Based on customer feedback, Flywheel learned that (a) downloading and installing software - even from freely available open-source code on GitHub! - can be daunting, (b) customers often had difficulty versioning and maintaining software, as students and postdocs come and go, and (c) they would run the software many times, often changing key parameters, and have difficulty keeping track of the work they had done and the work that remained to be done. 

To respond to these challenges, Flywheel implemented computational tools based on container technology (Docker and Singularity). Implementing mature algorithms in a container nearly eliminates the burden of downloading, compiling, and installing critical pieces of software.  Containers include the compiled code along with all the dependencies, such as libraries in small virtual machines that can be run on many operating systems (PC, Mac, Linux, each with different variants). These small virtual machines (containers) can be run on a local machine or on a cloud system. This eliminates the burden of having to find the code, update all the dependencies, and compile.

Reproducibility and analyses: Introducing Gears

Once an algorithm is implemented in a container, Flywheel users run it. A lot. They wanted ways to record the precise input data as well as the algorithm version parameters that were used as they explored the data. The outputs also needed to be recorded. Such a complete record is difficult for individuals to implement; having such a record is necessary for reproducibility.

Flywheel solves these problems by creating a computational system for managed application containers, which we call Gears. The Gear is structured to record every parameter needed to perform an analysis. When the user runs a Gear, the input data, specific version of the container, all the parameters needed to run the container, and the output data are all recorded in the database. This is called an ‘Analysis’ and users perform and store hundreds of Analyses on a data set.
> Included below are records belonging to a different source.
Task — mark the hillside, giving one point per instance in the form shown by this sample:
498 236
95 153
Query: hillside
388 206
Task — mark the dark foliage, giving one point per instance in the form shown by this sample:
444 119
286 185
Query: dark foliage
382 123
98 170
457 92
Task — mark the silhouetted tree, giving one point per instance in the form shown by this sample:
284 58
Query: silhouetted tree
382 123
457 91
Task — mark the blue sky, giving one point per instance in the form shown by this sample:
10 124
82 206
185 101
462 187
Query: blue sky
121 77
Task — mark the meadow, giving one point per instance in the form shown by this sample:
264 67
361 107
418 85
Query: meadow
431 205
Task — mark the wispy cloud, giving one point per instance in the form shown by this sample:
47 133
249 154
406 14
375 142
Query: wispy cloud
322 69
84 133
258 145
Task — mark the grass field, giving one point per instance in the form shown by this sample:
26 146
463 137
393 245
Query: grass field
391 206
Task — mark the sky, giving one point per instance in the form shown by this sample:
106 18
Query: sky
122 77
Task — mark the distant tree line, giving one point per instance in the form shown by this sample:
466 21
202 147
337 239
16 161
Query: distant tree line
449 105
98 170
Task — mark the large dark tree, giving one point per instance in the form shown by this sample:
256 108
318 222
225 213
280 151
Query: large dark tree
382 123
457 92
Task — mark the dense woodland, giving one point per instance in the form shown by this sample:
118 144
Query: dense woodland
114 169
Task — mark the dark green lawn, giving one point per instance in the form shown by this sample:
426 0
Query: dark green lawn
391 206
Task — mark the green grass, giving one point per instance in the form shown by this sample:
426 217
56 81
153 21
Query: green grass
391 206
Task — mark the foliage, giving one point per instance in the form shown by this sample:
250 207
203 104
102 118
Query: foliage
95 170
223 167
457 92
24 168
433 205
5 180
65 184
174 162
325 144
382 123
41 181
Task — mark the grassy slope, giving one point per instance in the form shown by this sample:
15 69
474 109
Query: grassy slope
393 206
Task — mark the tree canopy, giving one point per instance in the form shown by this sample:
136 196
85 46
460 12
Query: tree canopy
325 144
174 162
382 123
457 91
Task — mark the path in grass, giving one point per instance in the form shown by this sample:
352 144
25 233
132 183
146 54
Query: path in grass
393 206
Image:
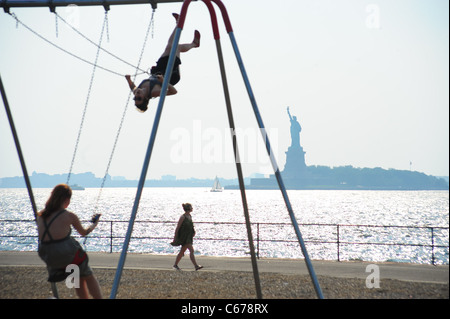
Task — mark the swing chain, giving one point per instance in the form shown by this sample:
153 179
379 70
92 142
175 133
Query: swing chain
87 100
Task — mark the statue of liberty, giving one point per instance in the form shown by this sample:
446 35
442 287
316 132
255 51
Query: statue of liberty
295 130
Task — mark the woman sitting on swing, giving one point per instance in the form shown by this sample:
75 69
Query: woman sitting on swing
151 88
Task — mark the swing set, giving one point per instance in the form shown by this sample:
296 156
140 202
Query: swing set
52 4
Because all the information about an Analysis is stored in the database associated with the study, people can re-run precisely the same Gear. It is also straightforward to run the same Gear using different data, or to explore the consequences of re-running the Gear after selecting slightly different parameters. Making Analyses searchable also helps people keep track of which Gears were run and which still need to be run. 
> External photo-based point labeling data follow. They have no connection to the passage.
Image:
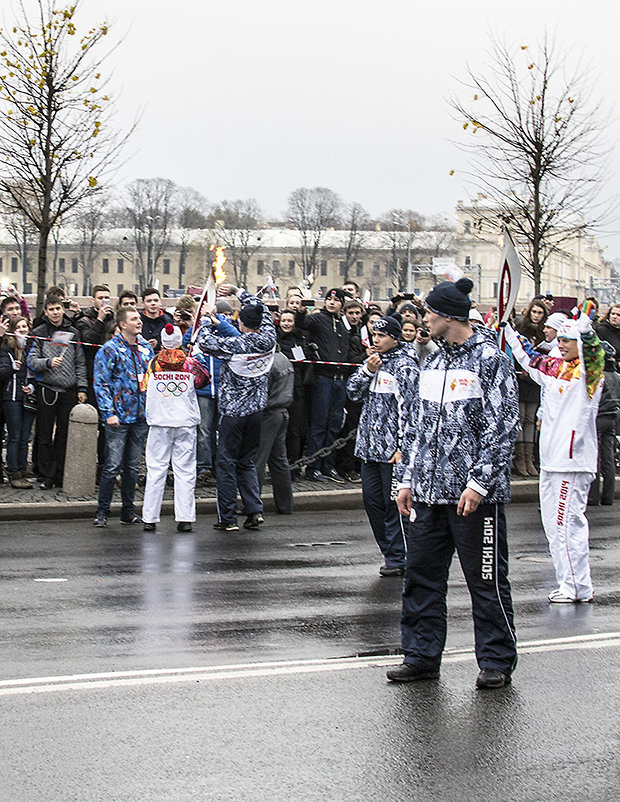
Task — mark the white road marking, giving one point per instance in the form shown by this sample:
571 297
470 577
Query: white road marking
116 679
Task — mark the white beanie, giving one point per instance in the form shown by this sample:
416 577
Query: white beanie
555 320
171 336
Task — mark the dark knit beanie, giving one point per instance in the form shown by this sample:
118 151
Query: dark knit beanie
388 325
336 293
251 316
450 299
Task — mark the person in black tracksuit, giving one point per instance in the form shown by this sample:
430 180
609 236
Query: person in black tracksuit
381 386
347 463
290 337
272 446
455 480
326 330
60 370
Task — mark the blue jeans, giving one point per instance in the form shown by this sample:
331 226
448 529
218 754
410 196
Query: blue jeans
387 524
19 423
206 430
328 397
124 445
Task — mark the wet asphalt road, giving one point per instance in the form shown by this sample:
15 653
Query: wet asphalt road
304 588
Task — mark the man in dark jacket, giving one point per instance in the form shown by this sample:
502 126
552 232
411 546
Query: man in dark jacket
272 447
326 329
154 319
60 369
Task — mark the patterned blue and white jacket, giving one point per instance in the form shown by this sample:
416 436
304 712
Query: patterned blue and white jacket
246 362
380 429
118 373
464 424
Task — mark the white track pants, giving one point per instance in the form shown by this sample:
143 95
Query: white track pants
563 500
163 444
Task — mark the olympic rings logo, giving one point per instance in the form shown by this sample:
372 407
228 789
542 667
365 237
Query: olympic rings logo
171 388
258 365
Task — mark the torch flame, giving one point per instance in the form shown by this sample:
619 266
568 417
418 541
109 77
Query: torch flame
219 276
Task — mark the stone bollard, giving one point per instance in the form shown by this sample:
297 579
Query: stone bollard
81 455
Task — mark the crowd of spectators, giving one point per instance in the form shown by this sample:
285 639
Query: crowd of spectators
47 366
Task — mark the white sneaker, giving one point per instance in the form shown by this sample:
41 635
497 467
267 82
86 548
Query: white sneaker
557 597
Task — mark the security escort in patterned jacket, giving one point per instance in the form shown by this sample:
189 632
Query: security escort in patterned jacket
382 383
465 421
242 397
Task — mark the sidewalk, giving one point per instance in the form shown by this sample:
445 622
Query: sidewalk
36 504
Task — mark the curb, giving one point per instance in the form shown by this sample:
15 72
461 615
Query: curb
524 491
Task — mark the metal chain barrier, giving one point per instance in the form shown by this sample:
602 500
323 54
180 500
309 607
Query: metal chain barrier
324 452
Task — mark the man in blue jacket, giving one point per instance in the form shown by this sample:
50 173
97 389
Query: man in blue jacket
120 366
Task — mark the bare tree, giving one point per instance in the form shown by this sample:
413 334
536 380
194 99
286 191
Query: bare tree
151 210
24 236
236 225
538 153
90 221
355 221
311 212
399 226
57 143
193 209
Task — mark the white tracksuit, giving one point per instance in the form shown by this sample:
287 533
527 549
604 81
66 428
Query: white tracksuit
172 413
568 456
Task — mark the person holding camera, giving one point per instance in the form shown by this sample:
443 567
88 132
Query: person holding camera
96 326
57 360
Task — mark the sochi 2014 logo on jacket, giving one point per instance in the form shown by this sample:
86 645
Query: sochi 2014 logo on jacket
173 384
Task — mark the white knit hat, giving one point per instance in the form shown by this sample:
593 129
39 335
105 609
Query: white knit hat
171 336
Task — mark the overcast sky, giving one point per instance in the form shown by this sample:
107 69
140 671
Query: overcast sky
253 98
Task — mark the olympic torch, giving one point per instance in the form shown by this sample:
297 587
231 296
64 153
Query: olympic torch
209 294
508 284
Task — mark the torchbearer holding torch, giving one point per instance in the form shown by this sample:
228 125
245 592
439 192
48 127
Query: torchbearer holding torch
172 414
573 385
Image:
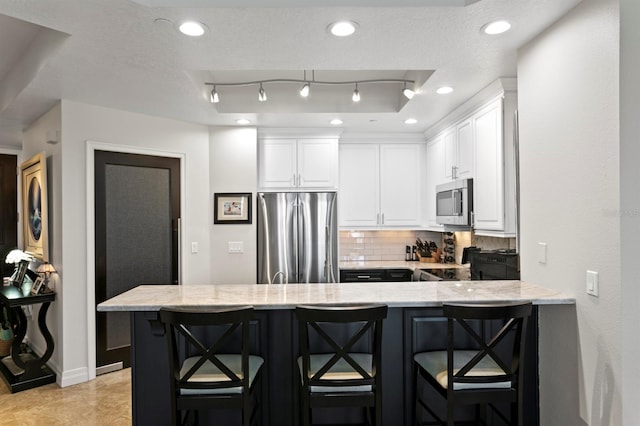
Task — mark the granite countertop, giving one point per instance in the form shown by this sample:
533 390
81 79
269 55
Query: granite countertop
287 296
397 264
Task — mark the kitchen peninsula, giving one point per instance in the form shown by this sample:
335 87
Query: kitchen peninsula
414 324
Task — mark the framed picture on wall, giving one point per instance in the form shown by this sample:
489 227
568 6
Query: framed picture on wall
35 218
232 208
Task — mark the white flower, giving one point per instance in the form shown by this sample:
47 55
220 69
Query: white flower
17 256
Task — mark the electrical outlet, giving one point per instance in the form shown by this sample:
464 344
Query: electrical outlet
592 283
542 252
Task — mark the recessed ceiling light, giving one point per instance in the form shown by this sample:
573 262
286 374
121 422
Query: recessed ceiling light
192 28
496 27
343 28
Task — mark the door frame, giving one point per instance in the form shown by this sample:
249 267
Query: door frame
93 146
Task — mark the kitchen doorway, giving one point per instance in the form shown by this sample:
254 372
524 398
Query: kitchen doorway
9 210
137 219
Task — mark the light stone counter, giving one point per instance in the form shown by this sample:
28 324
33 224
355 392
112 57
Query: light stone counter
278 296
397 264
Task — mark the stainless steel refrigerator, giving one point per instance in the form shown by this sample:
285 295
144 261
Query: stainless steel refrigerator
297 237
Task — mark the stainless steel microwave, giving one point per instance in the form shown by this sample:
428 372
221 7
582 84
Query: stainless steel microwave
454 203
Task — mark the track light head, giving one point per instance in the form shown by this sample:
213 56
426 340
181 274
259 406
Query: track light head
262 95
304 92
214 96
356 94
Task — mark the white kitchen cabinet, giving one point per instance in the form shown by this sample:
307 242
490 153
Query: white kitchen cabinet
488 185
495 174
458 151
298 163
477 141
435 175
380 185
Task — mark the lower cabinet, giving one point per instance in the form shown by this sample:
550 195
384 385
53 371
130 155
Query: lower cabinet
274 336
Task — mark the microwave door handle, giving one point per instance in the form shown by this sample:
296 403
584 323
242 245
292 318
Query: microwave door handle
454 199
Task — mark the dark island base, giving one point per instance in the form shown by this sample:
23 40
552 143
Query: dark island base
275 337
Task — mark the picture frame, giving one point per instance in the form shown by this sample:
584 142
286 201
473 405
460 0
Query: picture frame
35 217
232 208
20 272
38 286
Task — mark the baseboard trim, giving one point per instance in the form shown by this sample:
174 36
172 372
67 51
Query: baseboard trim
73 377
Reproducibility and documentation

Clear writing is vitally important to making scientific work reproducible. Tools that support clear and organized notes during the experiments are also very valuable. During the initial development, Flywheel partnered with Fernando Perez and the Jupyter (then iPython) team to implement tools that built on shared software. Flywheel continues to find ways to support these tools. Flywheel tools permit users to link their data to published papers, write documentation about projects and sessions, and add notes. This documentation is part of the searchable database, and Flywheel will continue to support users to incorporate clean and thorough documentation.

 


Flywheel Delivers Data Management

Persistently storing data is the critical first step in planning for reproducible science. Defining file formats and organizing directories is a good start; in our experience this is where most researchers focus their efforts. But modern computer science provides many technologies that improve data storage, making data FAIR e.g. findable, accessible, interoperable, and reusable (see Flywheel delivers FAIR). Flywheel uses these tools in order to support reproducible science.

Metadata are important

The value of raw data, for example the numerical data of an image, is vastly increased when we know more about the data. This information - called the metadata - can tell us many important things: the instrument parameters used to acquire the data, information about the subject (demographics, medical conditions, etc.), time and place of the acquisition, and facts about the experimental context; for example, that the subject fell asleep during the resting state MR scan.  
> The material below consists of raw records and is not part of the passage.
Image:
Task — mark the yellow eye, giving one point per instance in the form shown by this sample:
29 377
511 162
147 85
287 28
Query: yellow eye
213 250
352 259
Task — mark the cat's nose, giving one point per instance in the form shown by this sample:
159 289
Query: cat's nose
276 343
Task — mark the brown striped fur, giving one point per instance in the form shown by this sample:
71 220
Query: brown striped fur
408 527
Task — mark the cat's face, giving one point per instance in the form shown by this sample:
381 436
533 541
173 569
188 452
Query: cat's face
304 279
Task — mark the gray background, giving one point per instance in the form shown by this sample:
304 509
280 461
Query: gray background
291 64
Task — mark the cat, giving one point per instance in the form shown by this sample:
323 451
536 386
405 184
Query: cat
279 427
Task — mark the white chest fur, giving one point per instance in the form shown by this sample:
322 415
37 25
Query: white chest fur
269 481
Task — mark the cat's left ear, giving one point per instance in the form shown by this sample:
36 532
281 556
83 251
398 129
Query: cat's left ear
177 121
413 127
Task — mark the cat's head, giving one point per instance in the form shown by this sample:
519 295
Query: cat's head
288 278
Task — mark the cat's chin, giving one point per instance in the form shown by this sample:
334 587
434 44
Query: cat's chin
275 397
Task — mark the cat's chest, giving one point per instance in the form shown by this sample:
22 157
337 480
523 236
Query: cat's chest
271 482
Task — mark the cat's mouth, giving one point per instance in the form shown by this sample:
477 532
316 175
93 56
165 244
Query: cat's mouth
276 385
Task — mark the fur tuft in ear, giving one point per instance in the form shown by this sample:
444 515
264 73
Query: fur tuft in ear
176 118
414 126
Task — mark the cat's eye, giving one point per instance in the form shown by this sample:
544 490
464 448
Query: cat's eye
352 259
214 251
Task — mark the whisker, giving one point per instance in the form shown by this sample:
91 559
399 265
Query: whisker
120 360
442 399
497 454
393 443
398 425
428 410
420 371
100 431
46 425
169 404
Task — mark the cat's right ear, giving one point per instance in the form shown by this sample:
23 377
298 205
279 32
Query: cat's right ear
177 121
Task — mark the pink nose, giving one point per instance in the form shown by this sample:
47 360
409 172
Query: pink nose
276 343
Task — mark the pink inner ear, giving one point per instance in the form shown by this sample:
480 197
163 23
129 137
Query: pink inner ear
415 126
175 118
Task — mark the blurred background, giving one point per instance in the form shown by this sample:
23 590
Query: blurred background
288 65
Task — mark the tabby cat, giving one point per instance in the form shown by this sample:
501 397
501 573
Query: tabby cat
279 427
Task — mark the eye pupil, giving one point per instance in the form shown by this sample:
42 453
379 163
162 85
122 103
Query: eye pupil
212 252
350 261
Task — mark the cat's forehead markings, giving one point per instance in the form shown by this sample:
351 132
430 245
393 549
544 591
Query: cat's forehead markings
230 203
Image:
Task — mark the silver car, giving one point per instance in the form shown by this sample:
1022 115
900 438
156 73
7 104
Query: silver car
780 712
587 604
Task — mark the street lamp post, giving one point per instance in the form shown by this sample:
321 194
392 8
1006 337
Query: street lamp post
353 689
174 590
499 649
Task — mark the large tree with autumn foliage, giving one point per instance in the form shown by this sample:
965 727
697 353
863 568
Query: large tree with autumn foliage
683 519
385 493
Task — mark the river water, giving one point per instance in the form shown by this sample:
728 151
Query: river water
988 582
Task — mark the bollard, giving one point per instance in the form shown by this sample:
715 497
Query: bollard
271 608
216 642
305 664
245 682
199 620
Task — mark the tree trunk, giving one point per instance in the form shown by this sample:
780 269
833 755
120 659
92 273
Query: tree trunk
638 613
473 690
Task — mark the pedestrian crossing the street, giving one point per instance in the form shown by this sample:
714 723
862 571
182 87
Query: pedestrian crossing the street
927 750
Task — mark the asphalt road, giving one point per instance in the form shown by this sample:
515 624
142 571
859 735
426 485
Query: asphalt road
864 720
The biomedical imaging community recognizes the importance of metadata in two important cases. First, by defining standard file formats (DICOM or NIfTI) that embed metadata into the file header. Second, the BIDS system recognizes the importance of metadata, using the file name or an accompanying file ‘sidecar’ to store useful metadata.

Storing metadata within a file header, or an accompanying file, is a good start. But using an extensible database offers many advantages. Here is why:

Databases are efficient

Nearly all modern computer operating systems use databases to store files and their metadata. For example, on Apple systems the (CMD-I) command returns metadata (‘Info’) about the file from the operating system’s database (comments, preview, kind of file) as well as standard Posix information like file size and date of access. The Apple Spotlight search uses the database to identify files.

There are many advantages to storing information about a file in a database compared to putting the information in the file header or accompanying file. For example, we have seen many cases in which people fail to keep the two files together; and sometimes they rename one of the files and lose the association between the data and metadata files. Putting the information in the file header avoids these problems but has others. Files are distributed across the disk making searches through file headers very inefficient. Also, files arise from many different sources and it is virtually impossible to guarantee that vendors keep up-to-date with changes. Headers are most useful for a particular type of file, but not for a large system.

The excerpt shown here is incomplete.